In this post, I will guide you through a process to implement a solution that satisfies both of these best practices.

Scenario: Customer’s Backup Environment

The customer has been using AWS Backup for regular backups of their EC2 instances, and their backup vault contains many unencrypted recovery points. Initially, AWS Backup honored the original encryption status of EBS volumes, which were not encrypted.
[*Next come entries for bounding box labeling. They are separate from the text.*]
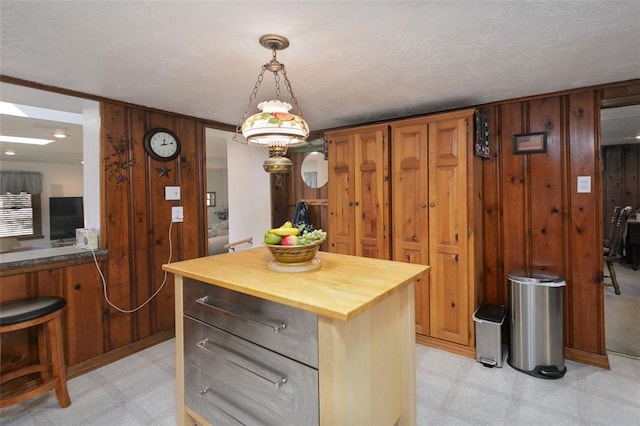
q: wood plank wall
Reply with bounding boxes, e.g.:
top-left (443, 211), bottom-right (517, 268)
top-left (483, 80), bottom-right (640, 365)
top-left (281, 80), bottom-right (640, 367)
top-left (101, 101), bottom-right (206, 352)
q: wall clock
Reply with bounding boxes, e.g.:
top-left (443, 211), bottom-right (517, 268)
top-left (144, 128), bottom-right (181, 161)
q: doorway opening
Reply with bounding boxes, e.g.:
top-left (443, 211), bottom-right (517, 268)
top-left (600, 105), bottom-right (640, 359)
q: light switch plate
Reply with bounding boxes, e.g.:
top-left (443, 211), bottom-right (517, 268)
top-left (171, 206), bottom-right (184, 223)
top-left (164, 186), bottom-right (180, 201)
top-left (578, 176), bottom-right (591, 194)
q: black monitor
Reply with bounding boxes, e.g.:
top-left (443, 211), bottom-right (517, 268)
top-left (49, 197), bottom-right (84, 240)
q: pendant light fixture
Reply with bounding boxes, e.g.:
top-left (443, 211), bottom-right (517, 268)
top-left (234, 34), bottom-right (309, 173)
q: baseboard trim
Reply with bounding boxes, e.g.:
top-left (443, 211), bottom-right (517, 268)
top-left (67, 328), bottom-right (176, 379)
top-left (416, 334), bottom-right (476, 359)
top-left (564, 348), bottom-right (611, 370)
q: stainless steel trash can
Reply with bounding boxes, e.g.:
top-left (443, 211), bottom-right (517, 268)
top-left (508, 270), bottom-right (567, 379)
top-left (473, 303), bottom-right (507, 367)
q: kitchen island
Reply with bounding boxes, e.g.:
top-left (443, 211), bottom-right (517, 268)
top-left (163, 247), bottom-right (428, 425)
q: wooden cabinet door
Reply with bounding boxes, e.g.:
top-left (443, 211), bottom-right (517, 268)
top-left (391, 119), bottom-right (429, 335)
top-left (354, 126), bottom-right (390, 259)
top-left (327, 132), bottom-right (356, 254)
top-left (429, 115), bottom-right (473, 345)
top-left (327, 125), bottom-right (390, 259)
top-left (64, 263), bottom-right (104, 365)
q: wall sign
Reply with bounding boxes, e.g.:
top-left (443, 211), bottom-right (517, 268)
top-left (513, 132), bottom-right (547, 154)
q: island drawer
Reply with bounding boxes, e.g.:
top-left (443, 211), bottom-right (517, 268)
top-left (183, 277), bottom-right (318, 369)
top-left (184, 317), bottom-right (319, 425)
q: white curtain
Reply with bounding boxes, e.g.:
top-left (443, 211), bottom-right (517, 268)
top-left (0, 171), bottom-right (42, 194)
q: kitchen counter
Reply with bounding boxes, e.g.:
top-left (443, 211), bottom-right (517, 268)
top-left (163, 247), bottom-right (429, 425)
top-left (163, 247), bottom-right (428, 321)
top-left (0, 246), bottom-right (107, 275)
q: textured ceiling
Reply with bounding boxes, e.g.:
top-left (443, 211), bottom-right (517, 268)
top-left (0, 0), bottom-right (640, 165)
top-left (0, 0), bottom-right (640, 130)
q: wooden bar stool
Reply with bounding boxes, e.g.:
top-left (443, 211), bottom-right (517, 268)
top-left (0, 296), bottom-right (71, 408)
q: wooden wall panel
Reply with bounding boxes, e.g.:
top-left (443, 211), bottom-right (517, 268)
top-left (100, 103), bottom-right (135, 351)
top-left (500, 103), bottom-right (530, 272)
top-left (101, 102), bottom-right (206, 351)
top-left (525, 97), bottom-right (566, 275)
top-left (478, 106), bottom-right (502, 303)
top-left (565, 91), bottom-right (606, 354)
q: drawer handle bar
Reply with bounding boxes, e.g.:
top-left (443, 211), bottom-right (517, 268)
top-left (198, 339), bottom-right (287, 389)
top-left (198, 386), bottom-right (244, 426)
top-left (196, 296), bottom-right (287, 334)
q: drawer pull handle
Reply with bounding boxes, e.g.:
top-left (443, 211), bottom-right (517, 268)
top-left (198, 339), bottom-right (287, 389)
top-left (196, 296), bottom-right (287, 334)
top-left (198, 386), bottom-right (244, 425)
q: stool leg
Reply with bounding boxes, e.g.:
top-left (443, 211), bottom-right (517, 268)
top-left (35, 324), bottom-right (51, 383)
top-left (47, 315), bottom-right (71, 408)
top-left (607, 261), bottom-right (620, 294)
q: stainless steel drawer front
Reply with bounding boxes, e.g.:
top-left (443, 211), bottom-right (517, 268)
top-left (183, 278), bottom-right (318, 368)
top-left (184, 317), bottom-right (319, 426)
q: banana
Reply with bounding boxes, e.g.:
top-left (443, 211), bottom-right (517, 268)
top-left (269, 227), bottom-right (300, 237)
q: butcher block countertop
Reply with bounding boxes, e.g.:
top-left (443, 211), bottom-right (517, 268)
top-left (162, 247), bottom-right (429, 321)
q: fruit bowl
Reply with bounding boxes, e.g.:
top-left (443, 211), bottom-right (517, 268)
top-left (266, 240), bottom-right (324, 265)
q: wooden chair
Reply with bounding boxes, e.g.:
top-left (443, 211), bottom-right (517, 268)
top-left (0, 296), bottom-right (71, 408)
top-left (603, 206), bottom-right (631, 294)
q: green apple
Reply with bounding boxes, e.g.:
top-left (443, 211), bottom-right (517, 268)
top-left (280, 235), bottom-right (298, 246)
top-left (264, 232), bottom-right (282, 244)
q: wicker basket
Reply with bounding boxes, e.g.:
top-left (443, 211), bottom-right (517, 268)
top-left (267, 240), bottom-right (324, 265)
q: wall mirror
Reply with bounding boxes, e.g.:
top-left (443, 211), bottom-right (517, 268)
top-left (300, 151), bottom-right (329, 188)
top-left (0, 82), bottom-right (100, 248)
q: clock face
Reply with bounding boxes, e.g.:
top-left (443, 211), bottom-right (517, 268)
top-left (144, 129), bottom-right (180, 161)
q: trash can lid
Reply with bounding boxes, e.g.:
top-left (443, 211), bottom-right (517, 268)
top-left (473, 303), bottom-right (507, 324)
top-left (508, 269), bottom-right (566, 287)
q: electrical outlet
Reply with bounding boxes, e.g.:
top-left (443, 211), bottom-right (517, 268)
top-left (171, 206), bottom-right (184, 222)
top-left (164, 186), bottom-right (180, 200)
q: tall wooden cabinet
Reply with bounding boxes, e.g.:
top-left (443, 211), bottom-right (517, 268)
top-left (328, 109), bottom-right (482, 356)
top-left (326, 125), bottom-right (390, 259)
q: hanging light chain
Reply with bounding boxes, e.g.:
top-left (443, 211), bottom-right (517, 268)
top-left (282, 65), bottom-right (302, 118)
top-left (236, 64), bottom-right (267, 134)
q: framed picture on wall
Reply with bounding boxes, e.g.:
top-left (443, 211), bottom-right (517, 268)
top-left (513, 132), bottom-right (547, 154)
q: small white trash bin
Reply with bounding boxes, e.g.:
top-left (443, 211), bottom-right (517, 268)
top-left (473, 303), bottom-right (507, 367)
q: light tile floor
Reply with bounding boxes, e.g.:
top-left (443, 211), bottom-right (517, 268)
top-left (0, 339), bottom-right (640, 426)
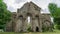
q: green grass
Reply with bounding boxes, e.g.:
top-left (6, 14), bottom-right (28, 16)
top-left (0, 30), bottom-right (60, 34)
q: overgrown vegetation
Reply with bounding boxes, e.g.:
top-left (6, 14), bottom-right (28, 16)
top-left (48, 3), bottom-right (60, 29)
top-left (0, 0), bottom-right (11, 29)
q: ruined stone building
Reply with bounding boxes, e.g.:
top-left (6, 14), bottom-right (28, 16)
top-left (6, 2), bottom-right (52, 32)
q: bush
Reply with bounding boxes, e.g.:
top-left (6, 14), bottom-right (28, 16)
top-left (56, 25), bottom-right (60, 30)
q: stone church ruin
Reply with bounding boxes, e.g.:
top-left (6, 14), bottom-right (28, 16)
top-left (6, 2), bottom-right (52, 32)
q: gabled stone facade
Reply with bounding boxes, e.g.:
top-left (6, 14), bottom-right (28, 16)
top-left (6, 2), bottom-right (52, 32)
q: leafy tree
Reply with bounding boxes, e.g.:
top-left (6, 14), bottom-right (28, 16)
top-left (0, 0), bottom-right (11, 29)
top-left (48, 3), bottom-right (60, 29)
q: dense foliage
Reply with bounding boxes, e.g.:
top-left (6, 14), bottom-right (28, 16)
top-left (48, 3), bottom-right (60, 29)
top-left (0, 0), bottom-right (11, 29)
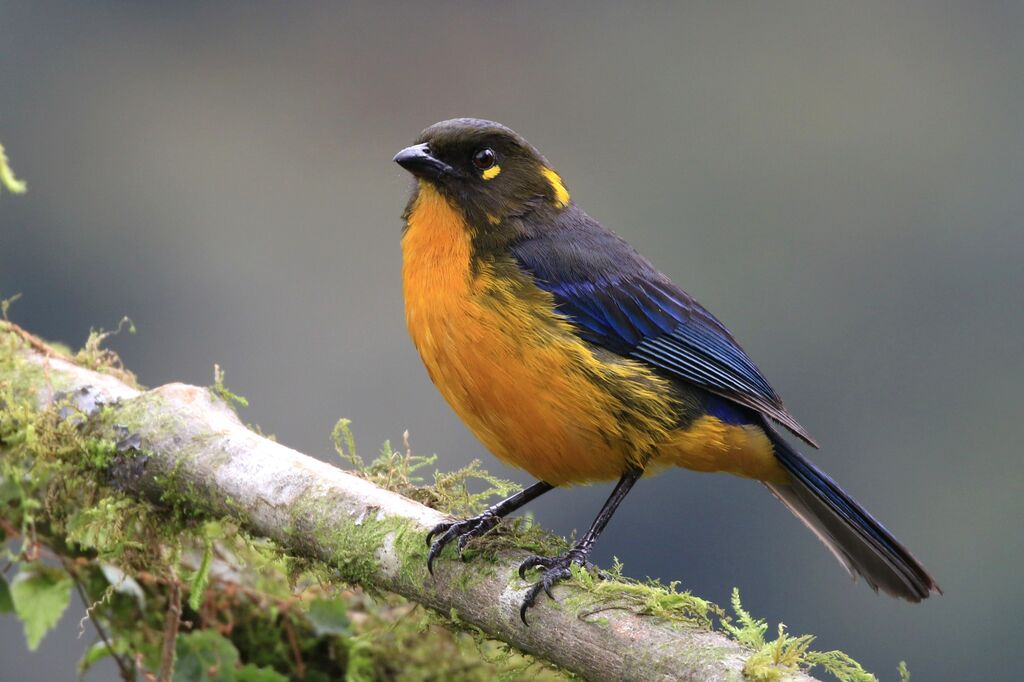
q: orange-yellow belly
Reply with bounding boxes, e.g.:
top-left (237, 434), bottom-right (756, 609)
top-left (402, 184), bottom-right (784, 485)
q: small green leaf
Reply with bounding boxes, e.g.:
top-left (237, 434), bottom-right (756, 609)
top-left (174, 630), bottom-right (239, 682)
top-left (234, 664), bottom-right (288, 682)
top-left (188, 537), bottom-right (213, 611)
top-left (10, 563), bottom-right (72, 651)
top-left (78, 640), bottom-right (126, 675)
top-left (0, 576), bottom-right (14, 613)
top-left (309, 599), bottom-right (351, 637)
top-left (99, 563), bottom-right (145, 610)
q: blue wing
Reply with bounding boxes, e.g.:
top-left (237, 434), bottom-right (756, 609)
top-left (512, 207), bottom-right (817, 446)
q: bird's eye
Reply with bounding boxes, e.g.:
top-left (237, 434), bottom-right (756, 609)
top-left (473, 146), bottom-right (498, 170)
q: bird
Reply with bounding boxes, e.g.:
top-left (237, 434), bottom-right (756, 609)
top-left (394, 118), bottom-right (941, 624)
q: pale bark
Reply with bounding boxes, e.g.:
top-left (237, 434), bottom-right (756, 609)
top-left (0, 323), bottom-right (812, 680)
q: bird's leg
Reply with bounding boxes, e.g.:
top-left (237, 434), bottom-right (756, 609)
top-left (427, 480), bottom-right (554, 576)
top-left (519, 469), bottom-right (643, 625)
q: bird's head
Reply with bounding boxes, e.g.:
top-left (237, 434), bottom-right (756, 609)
top-left (394, 119), bottom-right (569, 231)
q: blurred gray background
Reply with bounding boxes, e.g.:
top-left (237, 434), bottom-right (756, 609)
top-left (0, 2), bottom-right (1024, 680)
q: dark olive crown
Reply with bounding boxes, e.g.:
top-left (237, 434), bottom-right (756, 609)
top-left (407, 119), bottom-right (569, 231)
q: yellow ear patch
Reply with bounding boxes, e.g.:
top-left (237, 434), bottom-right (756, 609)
top-left (541, 168), bottom-right (569, 208)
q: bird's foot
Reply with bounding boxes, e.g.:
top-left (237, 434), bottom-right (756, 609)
top-left (519, 547), bottom-right (589, 625)
top-left (427, 511), bottom-right (501, 576)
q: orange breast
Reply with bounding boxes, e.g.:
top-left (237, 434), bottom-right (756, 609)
top-left (402, 182), bottom-right (786, 485)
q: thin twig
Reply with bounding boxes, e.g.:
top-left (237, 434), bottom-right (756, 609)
top-left (157, 568), bottom-right (181, 682)
top-left (282, 610), bottom-right (306, 680)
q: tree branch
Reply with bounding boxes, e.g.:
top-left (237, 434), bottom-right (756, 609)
top-left (0, 323), bottom-right (813, 681)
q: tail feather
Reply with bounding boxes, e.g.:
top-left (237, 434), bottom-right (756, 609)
top-left (764, 422), bottom-right (942, 602)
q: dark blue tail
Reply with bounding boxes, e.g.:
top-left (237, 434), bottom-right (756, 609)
top-left (763, 422), bottom-right (942, 601)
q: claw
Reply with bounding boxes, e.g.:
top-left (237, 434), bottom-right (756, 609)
top-left (519, 547), bottom-right (587, 627)
top-left (427, 512), bottom-right (499, 576)
top-left (427, 522), bottom-right (455, 547)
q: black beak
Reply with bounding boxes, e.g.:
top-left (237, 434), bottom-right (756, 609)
top-left (394, 142), bottom-right (455, 180)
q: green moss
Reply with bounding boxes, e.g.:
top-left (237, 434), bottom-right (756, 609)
top-left (0, 327), bottom-right (563, 682)
top-left (0, 322), bottom-right (901, 682)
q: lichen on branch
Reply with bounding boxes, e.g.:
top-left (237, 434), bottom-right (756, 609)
top-left (0, 323), bottom-right (888, 680)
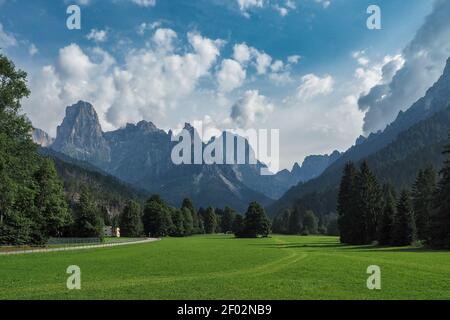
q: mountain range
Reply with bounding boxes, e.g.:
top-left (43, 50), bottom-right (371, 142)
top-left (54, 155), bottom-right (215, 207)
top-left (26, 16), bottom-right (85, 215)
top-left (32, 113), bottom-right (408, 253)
top-left (268, 58), bottom-right (450, 216)
top-left (33, 101), bottom-right (341, 211)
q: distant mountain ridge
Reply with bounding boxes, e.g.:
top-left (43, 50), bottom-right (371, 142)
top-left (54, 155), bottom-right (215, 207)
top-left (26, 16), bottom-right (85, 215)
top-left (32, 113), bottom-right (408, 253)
top-left (268, 58), bottom-right (450, 215)
top-left (39, 101), bottom-right (340, 210)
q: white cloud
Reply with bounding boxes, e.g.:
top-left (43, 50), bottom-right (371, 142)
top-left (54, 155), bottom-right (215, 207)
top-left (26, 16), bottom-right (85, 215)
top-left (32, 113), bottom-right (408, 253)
top-left (0, 23), bottom-right (17, 49)
top-left (217, 59), bottom-right (246, 92)
top-left (86, 29), bottom-right (108, 42)
top-left (132, 0), bottom-right (156, 7)
top-left (137, 21), bottom-right (162, 36)
top-left (315, 0), bottom-right (331, 9)
top-left (233, 43), bottom-right (252, 63)
top-left (237, 0), bottom-right (264, 17)
top-left (288, 55), bottom-right (302, 64)
top-left (28, 43), bottom-right (39, 57)
top-left (24, 28), bottom-right (222, 135)
top-left (230, 90), bottom-right (274, 128)
top-left (359, 0), bottom-right (450, 133)
top-left (297, 74), bottom-right (334, 101)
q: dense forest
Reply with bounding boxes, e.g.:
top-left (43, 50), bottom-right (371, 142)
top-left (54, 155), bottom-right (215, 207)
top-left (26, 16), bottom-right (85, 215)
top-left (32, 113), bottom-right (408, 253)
top-left (0, 55), bottom-right (270, 245)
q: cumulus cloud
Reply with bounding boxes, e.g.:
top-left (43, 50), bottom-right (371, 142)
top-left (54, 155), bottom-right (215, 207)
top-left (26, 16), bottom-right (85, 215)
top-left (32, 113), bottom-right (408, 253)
top-left (28, 43), bottom-right (39, 57)
top-left (0, 23), bottom-right (17, 49)
top-left (132, 0), bottom-right (156, 7)
top-left (86, 29), bottom-right (108, 42)
top-left (230, 90), bottom-right (274, 128)
top-left (24, 30), bottom-right (222, 134)
top-left (217, 59), bottom-right (246, 92)
top-left (297, 74), bottom-right (334, 101)
top-left (359, 0), bottom-right (450, 133)
top-left (315, 0), bottom-right (331, 9)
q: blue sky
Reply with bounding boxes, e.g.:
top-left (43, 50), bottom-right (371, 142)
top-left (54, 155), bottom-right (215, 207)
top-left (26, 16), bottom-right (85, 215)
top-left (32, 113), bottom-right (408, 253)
top-left (0, 0), bottom-right (446, 167)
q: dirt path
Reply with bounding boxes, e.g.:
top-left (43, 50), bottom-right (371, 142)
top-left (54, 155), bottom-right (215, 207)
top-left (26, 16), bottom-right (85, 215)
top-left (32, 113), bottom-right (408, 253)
top-left (0, 238), bottom-right (161, 256)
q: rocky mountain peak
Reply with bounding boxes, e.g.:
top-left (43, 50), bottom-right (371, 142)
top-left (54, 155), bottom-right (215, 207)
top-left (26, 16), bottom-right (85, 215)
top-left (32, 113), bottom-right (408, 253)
top-left (52, 101), bottom-right (110, 164)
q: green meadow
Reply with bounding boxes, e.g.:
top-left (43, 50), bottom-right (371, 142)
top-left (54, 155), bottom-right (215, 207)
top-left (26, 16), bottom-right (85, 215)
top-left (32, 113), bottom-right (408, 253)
top-left (0, 235), bottom-right (450, 300)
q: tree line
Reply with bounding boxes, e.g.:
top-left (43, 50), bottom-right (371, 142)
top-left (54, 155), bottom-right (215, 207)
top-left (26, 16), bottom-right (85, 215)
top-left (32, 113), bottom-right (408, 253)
top-left (337, 135), bottom-right (450, 248)
top-left (0, 54), bottom-right (270, 245)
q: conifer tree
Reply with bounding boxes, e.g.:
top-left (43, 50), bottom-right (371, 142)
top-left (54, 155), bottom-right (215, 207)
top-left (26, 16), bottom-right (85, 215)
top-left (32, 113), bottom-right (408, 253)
top-left (352, 161), bottom-right (382, 244)
top-left (412, 167), bottom-right (437, 240)
top-left (303, 210), bottom-right (318, 234)
top-left (181, 198), bottom-right (202, 234)
top-left (35, 158), bottom-right (72, 243)
top-left (391, 190), bottom-right (416, 246)
top-left (337, 162), bottom-right (358, 243)
top-left (243, 202), bottom-right (270, 238)
top-left (181, 208), bottom-right (194, 236)
top-left (221, 206), bottom-right (236, 233)
top-left (119, 200), bottom-right (143, 237)
top-left (171, 209), bottom-right (186, 237)
top-left (142, 195), bottom-right (172, 237)
top-left (75, 188), bottom-right (103, 237)
top-left (233, 214), bottom-right (245, 238)
top-left (204, 207), bottom-right (217, 234)
top-left (429, 135), bottom-right (450, 249)
top-left (378, 184), bottom-right (397, 246)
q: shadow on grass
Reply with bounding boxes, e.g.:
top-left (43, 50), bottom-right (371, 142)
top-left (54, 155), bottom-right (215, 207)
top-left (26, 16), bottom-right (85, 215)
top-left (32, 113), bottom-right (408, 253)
top-left (249, 242), bottom-right (450, 253)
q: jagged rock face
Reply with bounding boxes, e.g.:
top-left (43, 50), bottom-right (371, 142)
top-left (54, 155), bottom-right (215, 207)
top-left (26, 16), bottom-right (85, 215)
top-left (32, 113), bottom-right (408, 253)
top-left (52, 101), bottom-right (110, 168)
top-left (31, 129), bottom-right (55, 148)
top-left (52, 101), bottom-right (342, 211)
top-left (292, 151), bottom-right (341, 183)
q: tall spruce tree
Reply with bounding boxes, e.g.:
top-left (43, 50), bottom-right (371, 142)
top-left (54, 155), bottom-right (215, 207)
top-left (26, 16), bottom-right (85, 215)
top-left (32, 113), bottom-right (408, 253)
top-left (391, 190), bottom-right (416, 246)
top-left (35, 158), bottom-right (72, 243)
top-left (412, 167), bottom-right (437, 240)
top-left (221, 206), bottom-right (236, 233)
top-left (429, 134), bottom-right (450, 249)
top-left (181, 208), bottom-right (194, 236)
top-left (204, 207), bottom-right (217, 234)
top-left (378, 184), bottom-right (397, 246)
top-left (119, 200), bottom-right (143, 237)
top-left (302, 210), bottom-right (318, 235)
top-left (243, 202), bottom-right (270, 238)
top-left (75, 188), bottom-right (103, 237)
top-left (233, 214), bottom-right (245, 238)
top-left (337, 162), bottom-right (359, 243)
top-left (142, 195), bottom-right (172, 237)
top-left (181, 198), bottom-right (202, 234)
top-left (353, 161), bottom-right (382, 244)
top-left (0, 54), bottom-right (39, 244)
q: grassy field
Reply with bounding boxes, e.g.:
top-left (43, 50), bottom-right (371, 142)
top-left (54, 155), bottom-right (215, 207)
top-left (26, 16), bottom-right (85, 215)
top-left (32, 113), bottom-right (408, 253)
top-left (0, 235), bottom-right (450, 299)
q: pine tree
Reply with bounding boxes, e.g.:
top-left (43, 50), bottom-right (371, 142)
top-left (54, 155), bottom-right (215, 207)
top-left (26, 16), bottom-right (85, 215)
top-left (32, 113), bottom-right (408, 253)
top-left (353, 161), bottom-right (382, 244)
top-left (288, 208), bottom-right (303, 234)
top-left (171, 209), bottom-right (186, 237)
top-left (337, 162), bottom-right (358, 243)
top-left (391, 190), bottom-right (416, 246)
top-left (35, 158), bottom-right (72, 243)
top-left (181, 208), bottom-right (194, 236)
top-left (272, 209), bottom-right (291, 234)
top-left (221, 206), bottom-right (236, 233)
top-left (204, 207), bottom-right (217, 234)
top-left (75, 188), bottom-right (103, 237)
top-left (303, 210), bottom-right (318, 234)
top-left (243, 202), bottom-right (270, 238)
top-left (378, 185), bottom-right (397, 246)
top-left (142, 195), bottom-right (172, 237)
top-left (233, 214), bottom-right (245, 238)
top-left (0, 54), bottom-right (39, 244)
top-left (429, 135), bottom-right (450, 249)
top-left (412, 168), bottom-right (437, 240)
top-left (181, 198), bottom-right (202, 234)
top-left (119, 200), bottom-right (143, 237)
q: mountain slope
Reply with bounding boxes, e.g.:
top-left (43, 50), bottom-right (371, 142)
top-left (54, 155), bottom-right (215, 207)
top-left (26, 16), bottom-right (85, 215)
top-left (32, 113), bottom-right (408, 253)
top-left (268, 59), bottom-right (450, 215)
top-left (39, 148), bottom-right (146, 215)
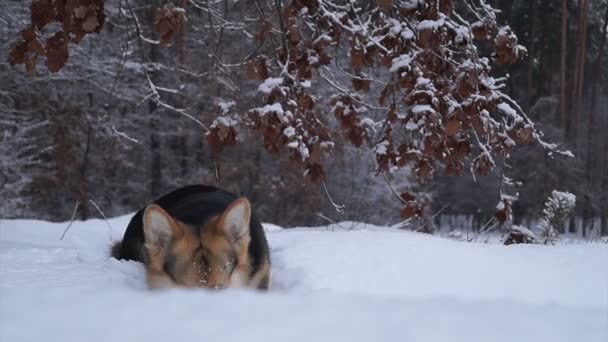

The recovery points were stored in the same AWS account and region as the source EC2 instances, which presents a risk.

First, establish cross-account backups by following the steps on this page: Creating backup copies across AWS accounts

Once things are configured properly, we can now tackle the issue of preserving existing AWS Backup recovery points and bring them into compliance with encryption policies at the same time.


Python Script to Copy and Encrypt Recovery Points

To help customers copy and encrypt existing AWS Backup recovery points, we provide a Python script that performs the following tasks:

  • Lists all unencrypted recovery points from a specified source AWS Backup vault.
  • Copies the recovery points to a destination vault in a different AWS account, applying encryption.

This process helps secure backups by storing them in a separate account and encrypting them, which protects the data even if credentials in the source account are compromised.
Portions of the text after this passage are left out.